Pharmacotherapy. Author manuscript; available in PMC 2017 December 21.
Published in final edited form as:
PMCID: PMC5738660
NIHMSID: NIHMS927674

Ondansetron Exposure Changes in a Pregnant Woman

Abstract

Pregnancy results in many physiologic changes that can alter the pharmacokinetic profiles of medications used during pregnancy. One of the primary factors leading to these pharmacokinetic changes is altered activity of drug-metabolizing enzymes. Ondansetron is a substrate of cytochrome P450 (CYP) 3A4 (primary metabolic pathway), 2D6, and 1A2, all of which are altered during pregnancy. We evaluated the pharmacokinetics of ondansetron at three different gestational time points in a 26-year-old, pregnant, Caucasian woman with normal liver and kidney function, who was maintained on ondansetron 8 mg administered orally 3 times/day throughout her pregnancy. Serial plasma samples were collected from the subject over one 8-hour dosing interval at 14, 24, and 35 weeks’ gestation (representing early-, mid-, and late-pregnancy time points, respectively). Ondansetron plasma concentrations were determined using liquid chromatography-tandem mass spectrometry. Ondansetron area under the plasma concentration–time curve decreased progressively across gestation (634 ng hr/ml in early pregnancy, 553 ng hr/ml in mid-pregnancy, and 387 ng hr/ml in late pregnancy), with a corresponding increase in apparent oral clearance (12.6 L/hr in early-pregnancy, 14.5 L/hr in midpregnancy, and 20.7 L/hr in late-pregnancy). The decreased area under the plasma concentration–time curve and exposure to ondansetron across gestation is likely due to increased activity of CYP3A4 and CYP2D6 during pregnancy. We were not able to study this patient during the postpartum period; however, as with other CYP3A4 and CYP2D6 substrates, the apparent activities of these isoenzymes are likely return to baseline. To our knowledge, this is the first report to describe ondansetron pharmacokinetics across gestation. Additional pharmacokinetic and pharmacodynamic data are needed to confirm our results and to evaluate clinical impact; however, in the meantime, clinicians should be aware of these pharmacokinetic changes in ondansetron exposure during pregnancy.

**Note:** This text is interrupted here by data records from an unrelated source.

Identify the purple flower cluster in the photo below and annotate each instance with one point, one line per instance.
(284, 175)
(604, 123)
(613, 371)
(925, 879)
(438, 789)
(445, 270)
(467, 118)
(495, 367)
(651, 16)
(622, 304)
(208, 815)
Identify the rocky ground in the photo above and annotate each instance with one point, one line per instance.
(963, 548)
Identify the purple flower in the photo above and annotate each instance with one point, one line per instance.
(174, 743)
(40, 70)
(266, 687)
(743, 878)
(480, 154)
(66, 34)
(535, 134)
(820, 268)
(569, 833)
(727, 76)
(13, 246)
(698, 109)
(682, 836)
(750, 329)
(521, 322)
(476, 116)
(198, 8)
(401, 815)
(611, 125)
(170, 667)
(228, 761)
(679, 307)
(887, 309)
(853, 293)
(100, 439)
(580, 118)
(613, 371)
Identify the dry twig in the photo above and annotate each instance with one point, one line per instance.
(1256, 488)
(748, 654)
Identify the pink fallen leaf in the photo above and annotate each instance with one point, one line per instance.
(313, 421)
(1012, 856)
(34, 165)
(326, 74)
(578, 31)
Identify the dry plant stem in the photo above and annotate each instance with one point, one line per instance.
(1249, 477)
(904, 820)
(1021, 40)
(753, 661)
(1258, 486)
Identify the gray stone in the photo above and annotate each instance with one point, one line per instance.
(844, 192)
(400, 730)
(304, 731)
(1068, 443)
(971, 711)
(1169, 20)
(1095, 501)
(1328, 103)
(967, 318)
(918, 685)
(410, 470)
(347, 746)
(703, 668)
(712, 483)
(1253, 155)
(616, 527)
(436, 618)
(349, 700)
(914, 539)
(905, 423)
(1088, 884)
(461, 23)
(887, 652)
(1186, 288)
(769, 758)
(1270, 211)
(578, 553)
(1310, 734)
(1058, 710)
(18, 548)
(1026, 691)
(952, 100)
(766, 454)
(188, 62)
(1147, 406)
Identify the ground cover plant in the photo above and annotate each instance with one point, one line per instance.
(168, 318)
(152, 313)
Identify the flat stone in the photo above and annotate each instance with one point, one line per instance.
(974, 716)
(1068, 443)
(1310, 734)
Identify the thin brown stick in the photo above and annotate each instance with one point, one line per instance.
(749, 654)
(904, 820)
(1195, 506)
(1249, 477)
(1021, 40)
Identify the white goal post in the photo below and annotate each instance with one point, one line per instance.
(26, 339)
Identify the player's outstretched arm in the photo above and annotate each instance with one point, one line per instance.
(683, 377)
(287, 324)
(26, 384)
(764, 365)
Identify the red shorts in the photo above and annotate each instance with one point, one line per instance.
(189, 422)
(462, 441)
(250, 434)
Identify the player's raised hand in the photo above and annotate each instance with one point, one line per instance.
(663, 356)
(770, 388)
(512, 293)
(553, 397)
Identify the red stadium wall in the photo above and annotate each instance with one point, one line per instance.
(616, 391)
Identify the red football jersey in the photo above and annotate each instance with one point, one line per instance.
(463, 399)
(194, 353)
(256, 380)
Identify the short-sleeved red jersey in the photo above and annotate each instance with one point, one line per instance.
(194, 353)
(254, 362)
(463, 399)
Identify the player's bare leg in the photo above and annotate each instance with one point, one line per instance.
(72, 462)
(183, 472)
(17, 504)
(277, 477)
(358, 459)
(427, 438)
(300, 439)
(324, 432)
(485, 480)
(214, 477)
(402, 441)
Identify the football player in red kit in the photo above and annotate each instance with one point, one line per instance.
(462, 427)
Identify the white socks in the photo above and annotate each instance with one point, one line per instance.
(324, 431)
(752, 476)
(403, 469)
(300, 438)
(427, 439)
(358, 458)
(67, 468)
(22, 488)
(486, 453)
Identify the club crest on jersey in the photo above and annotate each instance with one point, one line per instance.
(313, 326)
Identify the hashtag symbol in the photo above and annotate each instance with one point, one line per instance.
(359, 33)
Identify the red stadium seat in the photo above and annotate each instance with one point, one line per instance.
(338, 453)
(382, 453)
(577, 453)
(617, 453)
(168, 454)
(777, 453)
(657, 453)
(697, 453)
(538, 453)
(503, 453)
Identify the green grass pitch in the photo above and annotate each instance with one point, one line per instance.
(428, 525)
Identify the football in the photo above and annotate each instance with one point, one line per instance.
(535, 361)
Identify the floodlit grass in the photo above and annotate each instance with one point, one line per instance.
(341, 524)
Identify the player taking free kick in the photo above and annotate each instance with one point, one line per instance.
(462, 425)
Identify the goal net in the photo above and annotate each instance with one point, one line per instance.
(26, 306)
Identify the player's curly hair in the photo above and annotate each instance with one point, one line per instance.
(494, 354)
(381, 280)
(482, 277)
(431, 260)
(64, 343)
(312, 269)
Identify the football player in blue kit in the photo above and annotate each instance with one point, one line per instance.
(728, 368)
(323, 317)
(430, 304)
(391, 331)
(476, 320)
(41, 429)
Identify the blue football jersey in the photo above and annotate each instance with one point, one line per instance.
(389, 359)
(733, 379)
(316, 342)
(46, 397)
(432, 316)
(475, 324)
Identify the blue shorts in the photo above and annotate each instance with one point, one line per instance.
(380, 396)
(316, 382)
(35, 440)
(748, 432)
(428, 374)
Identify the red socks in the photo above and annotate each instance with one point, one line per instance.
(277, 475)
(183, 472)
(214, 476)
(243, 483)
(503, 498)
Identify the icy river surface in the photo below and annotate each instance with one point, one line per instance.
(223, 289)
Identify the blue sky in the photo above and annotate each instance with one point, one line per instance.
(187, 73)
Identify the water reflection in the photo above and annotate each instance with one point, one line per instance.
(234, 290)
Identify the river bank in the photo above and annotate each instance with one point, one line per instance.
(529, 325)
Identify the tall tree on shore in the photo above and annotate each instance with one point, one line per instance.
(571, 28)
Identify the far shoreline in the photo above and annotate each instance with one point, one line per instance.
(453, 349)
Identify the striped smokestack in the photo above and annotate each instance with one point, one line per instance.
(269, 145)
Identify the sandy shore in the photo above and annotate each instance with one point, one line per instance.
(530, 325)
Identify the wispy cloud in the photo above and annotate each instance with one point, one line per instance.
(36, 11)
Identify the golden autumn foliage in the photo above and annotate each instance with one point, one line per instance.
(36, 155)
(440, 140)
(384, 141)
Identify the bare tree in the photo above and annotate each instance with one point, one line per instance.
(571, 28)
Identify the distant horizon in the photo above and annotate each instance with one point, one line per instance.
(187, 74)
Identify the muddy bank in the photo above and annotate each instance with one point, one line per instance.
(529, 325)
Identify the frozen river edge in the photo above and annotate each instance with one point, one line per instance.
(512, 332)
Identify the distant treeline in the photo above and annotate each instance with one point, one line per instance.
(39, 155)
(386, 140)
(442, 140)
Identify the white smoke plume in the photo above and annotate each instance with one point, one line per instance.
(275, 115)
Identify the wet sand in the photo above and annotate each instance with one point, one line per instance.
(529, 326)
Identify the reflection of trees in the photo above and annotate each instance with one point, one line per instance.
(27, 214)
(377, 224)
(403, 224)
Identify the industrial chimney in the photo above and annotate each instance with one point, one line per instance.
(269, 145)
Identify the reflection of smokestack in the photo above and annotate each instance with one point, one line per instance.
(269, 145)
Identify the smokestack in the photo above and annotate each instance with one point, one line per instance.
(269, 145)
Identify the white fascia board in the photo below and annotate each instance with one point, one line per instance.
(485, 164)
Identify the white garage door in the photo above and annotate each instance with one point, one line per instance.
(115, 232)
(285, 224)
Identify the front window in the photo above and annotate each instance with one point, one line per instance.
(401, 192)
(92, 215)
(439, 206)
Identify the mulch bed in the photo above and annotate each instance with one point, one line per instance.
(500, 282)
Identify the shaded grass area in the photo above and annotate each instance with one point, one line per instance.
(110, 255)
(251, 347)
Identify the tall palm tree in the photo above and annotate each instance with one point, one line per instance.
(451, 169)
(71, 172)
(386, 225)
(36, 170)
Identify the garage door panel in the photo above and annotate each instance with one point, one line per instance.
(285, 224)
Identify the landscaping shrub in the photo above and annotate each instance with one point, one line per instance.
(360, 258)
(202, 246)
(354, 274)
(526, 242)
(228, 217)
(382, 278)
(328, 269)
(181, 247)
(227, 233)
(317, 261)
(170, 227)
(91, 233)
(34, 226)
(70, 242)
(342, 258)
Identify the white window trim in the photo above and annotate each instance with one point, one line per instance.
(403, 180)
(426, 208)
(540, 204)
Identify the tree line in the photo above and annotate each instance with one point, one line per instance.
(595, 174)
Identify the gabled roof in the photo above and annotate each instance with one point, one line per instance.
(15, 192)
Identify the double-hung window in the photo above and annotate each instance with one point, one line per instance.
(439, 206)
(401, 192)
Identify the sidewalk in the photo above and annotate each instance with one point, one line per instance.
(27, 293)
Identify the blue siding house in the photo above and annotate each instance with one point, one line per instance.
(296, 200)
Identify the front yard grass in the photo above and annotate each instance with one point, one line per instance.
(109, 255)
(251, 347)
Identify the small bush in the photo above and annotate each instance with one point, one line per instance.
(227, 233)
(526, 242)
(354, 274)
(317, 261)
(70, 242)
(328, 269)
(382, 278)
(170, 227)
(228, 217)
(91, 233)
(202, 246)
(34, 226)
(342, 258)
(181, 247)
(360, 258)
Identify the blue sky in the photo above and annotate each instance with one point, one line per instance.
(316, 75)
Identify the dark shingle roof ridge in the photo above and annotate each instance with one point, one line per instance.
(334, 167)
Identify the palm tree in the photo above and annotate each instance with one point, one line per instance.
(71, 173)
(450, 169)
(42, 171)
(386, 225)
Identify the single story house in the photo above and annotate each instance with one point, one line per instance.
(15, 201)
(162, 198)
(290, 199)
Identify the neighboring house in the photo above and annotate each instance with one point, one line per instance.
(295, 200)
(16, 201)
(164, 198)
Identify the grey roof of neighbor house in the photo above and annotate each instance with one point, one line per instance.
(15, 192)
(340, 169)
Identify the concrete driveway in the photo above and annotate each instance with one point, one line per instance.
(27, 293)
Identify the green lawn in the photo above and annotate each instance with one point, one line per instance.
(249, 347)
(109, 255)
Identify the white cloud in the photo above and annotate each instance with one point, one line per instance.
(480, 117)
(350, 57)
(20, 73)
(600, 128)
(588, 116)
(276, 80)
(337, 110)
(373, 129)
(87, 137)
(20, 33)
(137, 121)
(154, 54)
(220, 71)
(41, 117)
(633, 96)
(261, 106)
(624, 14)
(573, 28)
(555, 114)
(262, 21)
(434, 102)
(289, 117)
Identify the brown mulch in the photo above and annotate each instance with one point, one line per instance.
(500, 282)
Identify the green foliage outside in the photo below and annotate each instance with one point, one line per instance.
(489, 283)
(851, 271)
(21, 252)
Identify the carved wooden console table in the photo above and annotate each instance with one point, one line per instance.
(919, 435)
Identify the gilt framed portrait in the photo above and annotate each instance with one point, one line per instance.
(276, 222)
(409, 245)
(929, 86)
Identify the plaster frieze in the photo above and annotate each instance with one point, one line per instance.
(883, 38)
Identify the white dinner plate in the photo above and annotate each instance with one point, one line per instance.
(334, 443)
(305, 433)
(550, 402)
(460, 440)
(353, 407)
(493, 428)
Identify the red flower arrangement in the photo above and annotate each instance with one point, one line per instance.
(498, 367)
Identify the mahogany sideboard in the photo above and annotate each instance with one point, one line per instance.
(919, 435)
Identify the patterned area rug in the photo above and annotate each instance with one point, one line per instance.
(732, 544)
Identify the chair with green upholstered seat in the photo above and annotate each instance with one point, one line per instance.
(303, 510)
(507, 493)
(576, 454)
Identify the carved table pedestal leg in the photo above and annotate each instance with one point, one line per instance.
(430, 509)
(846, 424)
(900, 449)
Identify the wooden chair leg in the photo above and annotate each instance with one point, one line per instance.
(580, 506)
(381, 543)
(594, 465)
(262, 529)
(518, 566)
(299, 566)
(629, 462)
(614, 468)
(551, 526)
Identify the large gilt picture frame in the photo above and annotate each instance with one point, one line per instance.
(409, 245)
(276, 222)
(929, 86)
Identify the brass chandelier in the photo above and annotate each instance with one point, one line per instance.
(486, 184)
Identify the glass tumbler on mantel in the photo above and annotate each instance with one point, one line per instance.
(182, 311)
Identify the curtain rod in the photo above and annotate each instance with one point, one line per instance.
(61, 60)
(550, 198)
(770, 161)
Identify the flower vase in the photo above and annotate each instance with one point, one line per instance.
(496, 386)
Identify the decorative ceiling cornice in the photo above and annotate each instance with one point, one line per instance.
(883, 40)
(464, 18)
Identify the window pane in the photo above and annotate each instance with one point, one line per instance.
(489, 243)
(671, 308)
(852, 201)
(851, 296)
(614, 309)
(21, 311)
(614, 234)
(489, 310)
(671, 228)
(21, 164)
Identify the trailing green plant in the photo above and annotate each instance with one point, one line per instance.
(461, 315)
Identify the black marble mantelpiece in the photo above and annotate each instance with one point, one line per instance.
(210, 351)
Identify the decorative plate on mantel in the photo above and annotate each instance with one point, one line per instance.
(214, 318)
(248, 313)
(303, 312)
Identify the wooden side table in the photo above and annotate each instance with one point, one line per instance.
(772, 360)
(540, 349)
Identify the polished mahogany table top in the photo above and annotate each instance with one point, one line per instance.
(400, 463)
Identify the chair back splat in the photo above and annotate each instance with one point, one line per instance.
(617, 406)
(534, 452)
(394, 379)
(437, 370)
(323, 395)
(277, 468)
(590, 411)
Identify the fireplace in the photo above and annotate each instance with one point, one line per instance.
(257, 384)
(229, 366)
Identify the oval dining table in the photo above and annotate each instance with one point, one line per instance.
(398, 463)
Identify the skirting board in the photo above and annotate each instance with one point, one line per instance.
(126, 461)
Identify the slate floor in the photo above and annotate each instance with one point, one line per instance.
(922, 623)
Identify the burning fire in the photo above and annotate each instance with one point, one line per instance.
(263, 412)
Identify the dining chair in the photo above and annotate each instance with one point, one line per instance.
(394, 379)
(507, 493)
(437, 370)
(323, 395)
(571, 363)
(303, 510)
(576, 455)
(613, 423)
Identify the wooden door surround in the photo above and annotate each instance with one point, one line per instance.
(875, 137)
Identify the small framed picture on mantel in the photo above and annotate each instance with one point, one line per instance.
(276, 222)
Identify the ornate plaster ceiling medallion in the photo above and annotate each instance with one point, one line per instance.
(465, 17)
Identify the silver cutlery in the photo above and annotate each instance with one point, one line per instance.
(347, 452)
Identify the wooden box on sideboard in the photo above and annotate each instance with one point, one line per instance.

Keywords: ondansetron, pregnancy, pharmacokinetics

Pregnancy results in many physiologic changes that can alter the pharmacokinetic profiles of medications used during pregnancy. Changes in the absorption, distribution, metabolism, and elimination of many drugs have been reported during pregnancy.1 One of the primary factors leading to changes in pharmacokinetics is altered activity of drug-metabolizing enzymes. In pregnancy, the apparent activities of cytochrome P450 (CYP) 3A4, 2D6, and 2D9, and uridine 5′-diphospho-glucuronosyl transferase (UGT) 1A4 are increased.2, 3 Conversely, the apparent activities of CYP1A2 and CYP2C19 are decreased during pregnancy.2, 3 We evaluated the pharmacokinetics of ondansetron, a substrate for CYP3A4 (primary metabolic pathway), CYP1A2, and CYP2D64 at three different gestational time points in a pregnant woman. This study was conducted in accordance with the Helsinki Declaration of 1975 and was approved by the institutional review board.

Case Report

A 26-year-old, pregnant, Caucasian woman was recruited for the study as part of the Obstetric-Fetal Pharmacology Research Unit Network project. She had normal liver and kidney function and was maintained on ondansetron 8 mg orally 3 times/day throughout her pregnancy. Serial blood samples were collected over one 8-hour dosing interval at time 0 and at 0.5, 1, 1.5, 2, 3, 4, 6, and 8 hours after dosing, at 14, 24, and 35 weeks’ gsestation (representing early-, mid-, and late-pregnancy time points, respectively). Plasma concentrations of ondansetron were measured based on minor modification of a previously published liquid chromatography–tandem mass spectrometric assay5 using a Waters Separation Module 2695 and a Waters Micromass Quattro micro triple quadrupole mass spectrometer (Waters Corp., Milford, MA) using positive electrospray ionization mode. Steady-state ondansetron peak plasma concentrations (Cmax) and area under the plasma concentration–time curve from 0 to 8 hours (AUC0–8) declined across gestation (Table 1, Figure 1). The apparent oral clearance (CL/F) increased across gestation (Table 1).

Figure 1
Ondansetron plasma concentration–time profile in a pregnant woman at gestational weeks 14, 24, and 35.
Table 1
Pharmacokinetic Parameters of Ondansetron

Discussion

Ondansetron is extensively metabolized in humans. Its primary metabolic pathway is hydroxylation, followed by glucuronide or sulfate conjugation.6 Ondansetron is a substrate of CYP3A4, CYP2D6, and CYP1A2. Among these phase I enzymes, CYP3A4 is the primary enzyme responsible for hydroxylation of ondansetron.4 Given that apparent CYP3A4 and CYP2D6 activities increase during pregnancy, we anticipated a change in exposure to ondansetron. Consistent with our expectation, the area under the plasma concentration–time curve, a measure of systemic exposure of a drug, decreased progressively with time during pregnancy. We were not able to study this patient during the postpartum period; however, as with other CYP3A4 and CYP2D6 substrates, the apparent activities of these isoenzymes are likely to return to baseline.

Conclusion

To our knowledge, this is the first report to describe ondansetron pharmacokinetics across gestation. Additional pharmacokinetic and pharmacodynamic data are needed to confirm our results and to evaluate the clinical impact. In the meantime, clinicians should be aware of these pharmacokinetic changes in ondansetron exposure during pregnancy that may warrant dosing alterations.

Acknowledgments

The authors acknowledge the assistance of Wenchen Zhao in developing and validating the assay used to measure ondansetron in this project.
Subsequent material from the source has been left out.